Share his picture and vehicle number as much as you can to pin this creep. (only if you care).

Today he had the audacity to say these things to me, tomorrow he will have the audacity to move one step ahead and do it.

PS- I could've written here exactly what he said in his comments, but i don't want FB to remove my post.

==== Kaur's account ====
Kaur stated that Singh was trying to jump the red signal. She asked him to follow the traffic rules to which Singh replied with obscene comments.

The court later observed the complainant had made material alterations to her previous statements, concluding that "the testimony of the complainant is not trustworthy and casts serious doubt on the case of the prosecution."

=== Reactions ===
The Facebook post shared by Kaur on August 23, 2015, immediately went viral on social media in India with over 100,000 shares.

Reactions in support of Kaur, lauding her supposed bravery, and expressive of disgust and contempt for Singh came thick and fast, beginning the same day.

The next day, on August 24, the then Delhi Chief Minister Arvind Kejriwal tweeted lauding her supposed bravery asking all the girls of Delhi to speak up against such unacceptable acts. The then Delhi Commission for Woman (DCW) Chief, Swati Maliwal also expressed support for Kaur.

The Deputy Commissioner of Police (West) said that she will be given 5000 rupees for her supposed bravery.

Actress Sonakshi Sinha also expressed support for Kaur. However she later tweeted apologizing to Singh for her presumption of guilt.
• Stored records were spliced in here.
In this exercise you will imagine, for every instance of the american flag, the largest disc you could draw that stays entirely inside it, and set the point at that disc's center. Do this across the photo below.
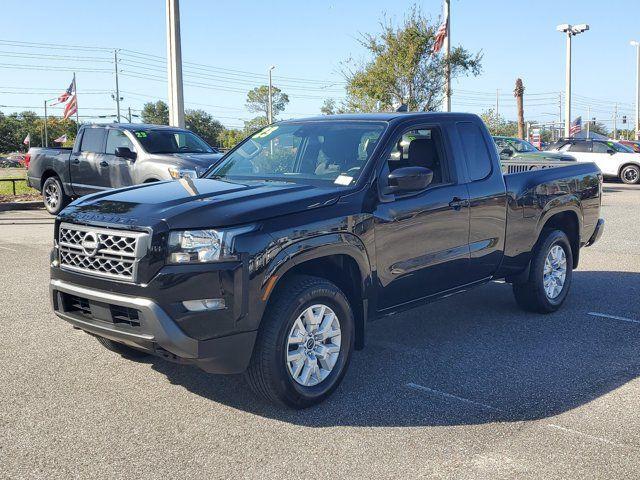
(576, 126)
(71, 107)
(440, 35)
(67, 93)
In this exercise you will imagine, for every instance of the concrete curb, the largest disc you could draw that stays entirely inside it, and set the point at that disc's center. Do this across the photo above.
(34, 205)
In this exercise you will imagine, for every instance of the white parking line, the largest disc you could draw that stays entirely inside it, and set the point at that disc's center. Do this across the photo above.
(422, 388)
(586, 435)
(614, 317)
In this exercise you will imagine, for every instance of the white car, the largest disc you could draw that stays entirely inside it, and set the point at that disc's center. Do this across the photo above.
(613, 158)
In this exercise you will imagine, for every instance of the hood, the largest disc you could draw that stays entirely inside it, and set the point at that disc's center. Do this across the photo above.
(200, 203)
(198, 161)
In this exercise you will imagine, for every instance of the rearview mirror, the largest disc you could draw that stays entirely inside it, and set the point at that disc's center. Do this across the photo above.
(125, 152)
(409, 179)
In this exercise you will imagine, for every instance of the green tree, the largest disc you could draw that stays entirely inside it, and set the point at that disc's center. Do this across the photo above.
(258, 100)
(156, 113)
(204, 125)
(403, 69)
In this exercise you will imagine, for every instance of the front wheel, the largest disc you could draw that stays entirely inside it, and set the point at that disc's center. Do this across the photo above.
(53, 195)
(550, 274)
(630, 174)
(304, 345)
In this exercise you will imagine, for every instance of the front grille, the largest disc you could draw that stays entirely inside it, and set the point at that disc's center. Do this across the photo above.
(101, 251)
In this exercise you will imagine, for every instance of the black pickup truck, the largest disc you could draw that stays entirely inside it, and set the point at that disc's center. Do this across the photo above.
(274, 261)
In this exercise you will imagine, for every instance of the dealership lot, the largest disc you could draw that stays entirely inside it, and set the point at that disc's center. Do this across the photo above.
(469, 387)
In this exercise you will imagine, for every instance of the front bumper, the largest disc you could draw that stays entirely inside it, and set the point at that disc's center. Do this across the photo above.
(597, 233)
(153, 330)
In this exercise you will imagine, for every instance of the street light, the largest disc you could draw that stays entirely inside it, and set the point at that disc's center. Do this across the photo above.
(637, 119)
(570, 30)
(270, 112)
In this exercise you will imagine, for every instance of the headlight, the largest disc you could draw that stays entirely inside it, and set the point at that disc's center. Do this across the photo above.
(202, 246)
(177, 173)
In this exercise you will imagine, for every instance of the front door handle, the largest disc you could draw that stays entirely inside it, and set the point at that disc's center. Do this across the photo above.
(457, 203)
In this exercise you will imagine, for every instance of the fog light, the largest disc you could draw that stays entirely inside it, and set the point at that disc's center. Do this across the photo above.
(204, 304)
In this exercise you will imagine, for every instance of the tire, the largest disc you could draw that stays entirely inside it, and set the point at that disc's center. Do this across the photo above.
(53, 195)
(121, 348)
(280, 381)
(630, 174)
(532, 294)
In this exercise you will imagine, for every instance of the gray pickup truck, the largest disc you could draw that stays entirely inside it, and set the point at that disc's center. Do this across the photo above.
(114, 156)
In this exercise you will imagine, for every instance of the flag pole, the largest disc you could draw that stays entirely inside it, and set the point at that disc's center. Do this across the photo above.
(75, 86)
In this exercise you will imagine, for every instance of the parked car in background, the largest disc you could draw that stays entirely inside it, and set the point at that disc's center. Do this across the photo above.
(518, 149)
(632, 144)
(614, 159)
(115, 156)
(274, 262)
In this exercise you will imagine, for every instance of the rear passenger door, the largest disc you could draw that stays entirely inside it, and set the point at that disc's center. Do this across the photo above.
(422, 237)
(85, 164)
(118, 172)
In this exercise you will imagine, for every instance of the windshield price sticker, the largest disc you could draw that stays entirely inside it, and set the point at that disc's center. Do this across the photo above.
(343, 180)
(266, 132)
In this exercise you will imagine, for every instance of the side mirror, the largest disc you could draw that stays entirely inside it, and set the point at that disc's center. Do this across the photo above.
(409, 179)
(506, 152)
(125, 152)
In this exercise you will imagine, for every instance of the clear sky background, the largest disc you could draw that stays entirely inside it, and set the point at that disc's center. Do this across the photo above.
(230, 45)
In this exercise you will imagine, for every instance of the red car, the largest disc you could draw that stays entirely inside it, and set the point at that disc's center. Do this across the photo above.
(631, 144)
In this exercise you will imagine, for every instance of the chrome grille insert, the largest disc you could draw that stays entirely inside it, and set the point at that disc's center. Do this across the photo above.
(101, 251)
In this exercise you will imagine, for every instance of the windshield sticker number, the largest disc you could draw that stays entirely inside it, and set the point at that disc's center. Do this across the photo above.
(266, 132)
(343, 180)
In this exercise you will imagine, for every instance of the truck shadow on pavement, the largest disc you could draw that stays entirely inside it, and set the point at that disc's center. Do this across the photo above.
(469, 359)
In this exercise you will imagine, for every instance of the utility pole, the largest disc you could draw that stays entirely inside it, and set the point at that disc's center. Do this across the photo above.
(637, 119)
(115, 63)
(174, 65)
(46, 133)
(447, 53)
(270, 106)
(570, 30)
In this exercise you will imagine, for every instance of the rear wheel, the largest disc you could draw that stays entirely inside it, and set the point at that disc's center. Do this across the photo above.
(304, 344)
(121, 348)
(53, 195)
(630, 174)
(550, 274)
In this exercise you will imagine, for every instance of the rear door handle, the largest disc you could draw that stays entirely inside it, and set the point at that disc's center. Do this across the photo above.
(457, 203)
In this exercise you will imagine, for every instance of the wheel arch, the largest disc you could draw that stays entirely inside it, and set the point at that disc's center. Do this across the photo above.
(340, 258)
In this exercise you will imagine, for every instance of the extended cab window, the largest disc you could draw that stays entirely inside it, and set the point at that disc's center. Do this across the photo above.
(475, 149)
(93, 140)
(420, 147)
(323, 153)
(117, 138)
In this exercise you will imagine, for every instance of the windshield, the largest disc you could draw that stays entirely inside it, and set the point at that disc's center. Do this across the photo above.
(166, 141)
(323, 153)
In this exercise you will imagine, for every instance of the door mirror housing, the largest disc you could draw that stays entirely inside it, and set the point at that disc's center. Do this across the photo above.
(507, 152)
(409, 179)
(125, 152)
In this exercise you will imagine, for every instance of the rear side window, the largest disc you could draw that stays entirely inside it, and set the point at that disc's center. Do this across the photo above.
(580, 147)
(475, 150)
(93, 140)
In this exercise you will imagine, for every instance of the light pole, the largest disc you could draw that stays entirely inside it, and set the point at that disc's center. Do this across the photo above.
(637, 119)
(570, 30)
(270, 109)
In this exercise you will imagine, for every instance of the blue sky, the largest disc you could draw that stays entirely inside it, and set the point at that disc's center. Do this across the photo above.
(234, 42)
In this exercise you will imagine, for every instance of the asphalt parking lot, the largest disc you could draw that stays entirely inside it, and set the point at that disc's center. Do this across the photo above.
(468, 387)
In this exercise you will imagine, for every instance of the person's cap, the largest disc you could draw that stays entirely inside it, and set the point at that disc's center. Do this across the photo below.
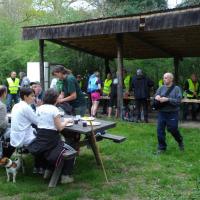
(139, 72)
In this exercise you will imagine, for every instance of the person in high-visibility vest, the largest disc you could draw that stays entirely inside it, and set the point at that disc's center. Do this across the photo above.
(160, 83)
(106, 91)
(191, 91)
(13, 85)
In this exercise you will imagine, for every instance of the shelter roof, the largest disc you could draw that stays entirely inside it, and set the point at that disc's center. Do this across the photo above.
(169, 33)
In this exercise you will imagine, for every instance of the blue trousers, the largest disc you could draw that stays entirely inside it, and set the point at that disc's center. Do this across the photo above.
(168, 120)
(9, 99)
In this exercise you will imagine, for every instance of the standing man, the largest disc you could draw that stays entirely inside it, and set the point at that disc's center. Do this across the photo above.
(191, 91)
(71, 91)
(141, 86)
(169, 97)
(24, 80)
(12, 84)
(126, 82)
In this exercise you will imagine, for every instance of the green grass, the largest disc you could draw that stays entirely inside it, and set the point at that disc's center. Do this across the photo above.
(133, 170)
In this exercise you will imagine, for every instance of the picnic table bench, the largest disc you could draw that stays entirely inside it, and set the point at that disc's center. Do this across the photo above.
(93, 134)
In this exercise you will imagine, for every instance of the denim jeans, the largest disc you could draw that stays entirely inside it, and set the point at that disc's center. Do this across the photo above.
(9, 100)
(80, 110)
(169, 120)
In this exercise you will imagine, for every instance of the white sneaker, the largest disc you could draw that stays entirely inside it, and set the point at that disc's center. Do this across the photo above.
(47, 174)
(66, 179)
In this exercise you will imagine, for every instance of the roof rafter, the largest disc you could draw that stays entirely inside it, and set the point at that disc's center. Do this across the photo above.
(65, 44)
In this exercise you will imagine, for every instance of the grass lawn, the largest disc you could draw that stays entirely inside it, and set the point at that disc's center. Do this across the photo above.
(134, 171)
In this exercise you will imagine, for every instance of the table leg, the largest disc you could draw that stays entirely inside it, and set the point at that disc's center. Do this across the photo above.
(56, 174)
(93, 144)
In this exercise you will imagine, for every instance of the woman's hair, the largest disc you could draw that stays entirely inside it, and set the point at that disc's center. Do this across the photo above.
(50, 96)
(25, 92)
(3, 89)
(61, 69)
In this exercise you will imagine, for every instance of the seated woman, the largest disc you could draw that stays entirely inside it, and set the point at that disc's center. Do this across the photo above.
(23, 116)
(22, 119)
(5, 150)
(48, 141)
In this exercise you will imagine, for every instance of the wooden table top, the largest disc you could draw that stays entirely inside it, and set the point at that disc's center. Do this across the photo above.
(190, 101)
(78, 128)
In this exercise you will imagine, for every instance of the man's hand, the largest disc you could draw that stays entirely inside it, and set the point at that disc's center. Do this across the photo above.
(59, 100)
Soon after Kaur's viral post, Singh stated he had lost his job because of the media coverage and that he couldn't find any other stable source of income.

=== Times Now fined ===
The news channel Times Now was fined a sum of Rs. 50,000 by the News Broadcasting Standards Authority (NBSA), and was asked to apologize on-air. The fine was levied because, per NBSA, Times Now had interviewed the accused in an “aggressive, intimidating, and browbeating style, and the telecast of the interview with tag-lines treating the accused as guilty".

== Judgment ==
On October 24, 2019, four years after the incident, the court passed the judgment. All the charges were dismissed, and Singh was held innocent. Jasleen Kaur didn't appear in court for the hearings, despite repeated summons. Jasleen's family claimed that because of the online abuse she received in India, she had to move to Canada to pursue higher education. Jasleen denied receiving any summons; while her lawyer accepted that there were summons, he said that she cannot be forced to appear, adding that her father had been appearing in court.

After being acquitted Sarvjeet Singh filed a petition seeking criminal enquiry against Jasleen Kaur and her parents for false accusations and helping her to flee, but Delhi High Court dismissed the petition and held that “loss of reputation is not sufficient” to initiate a criminal enquiry under Section 340 CrPC. However, the court granted Singh the liberty to initiate appropriate legal proceedings for defamation caused by Kaur's FIR.